7. Let’s build out this function. In Lex’s input event, the inputTranscript attribute is the user’s query. So, let’s pass that into a helper function that calls Bedrock and our Kendra index.

def FallbackIntent(intent_request):
session_attributes = get_session_attributes(intent_request)
query = intent_request["inputTranscript"]
# call function to build LLM chain using LangChain
qa = build_chain()
text = qa({"query":query})['result']

message = {
'contentType': 'PlainText',
'content': text
}
fulfillment_state = "Fulfilled"
return close(intent_request, session_attributes, fulfillment_state, message)

8. Finally, let’s create the build_chain function. First, let’s import the bedrock client using boto3, and then our LLM using LangChain and our client.

def build_chain():
bedrock = boto3.client(service_name='bedrock-runtime',region_name='us-east-1',endpoint_url='https://bedrock-runtime.us-east-1.amazonaws.com/')
llm = Bedrock(model_id="anthropic.claude-v2", client=bedrock, model_kwargs={'max_tokens_to_sample':200})

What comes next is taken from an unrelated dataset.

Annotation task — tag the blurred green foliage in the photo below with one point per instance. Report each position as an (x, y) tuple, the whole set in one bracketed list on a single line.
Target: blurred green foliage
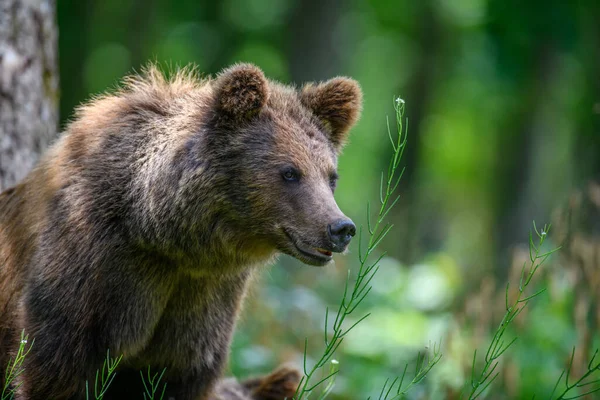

retriever = AmazonKendraRetriever(index_id="<kendra-index-id>",region_name="<kendra-index-region>")
# Prompt template for Anthropic Claude V2 on Bedrock
prompt_template = """

Human: You are a chatbot for prospective AWS users.
Use the following pieces of context to provide a concise answer to the question at the end. If you don't know the answer, just say that you don't know, don't try to make up an answer.
<context>
{context}
</context

Question: {question}

Assistant:
Based on the content: """

PROMPT = PromptTemplate(
template=prompt_template, input_variables=["context", "question"]
)

qa = RetrievalQA.from_chain_type(
llm=llm,
chain_type="stuff",
retriever=retriever,
chain_type_kwargs={"prompt": PROMPT}
)
return qa

As you can see above, we’ve passed in a prompt template that tailors the output to be user-friendly. All Amazon Bedrock customers
consuming Anthropic’s Claude to send prompts to the model in the following syntax: “\n\nHuman: <Customer Prompt>\n\nAssistant:”.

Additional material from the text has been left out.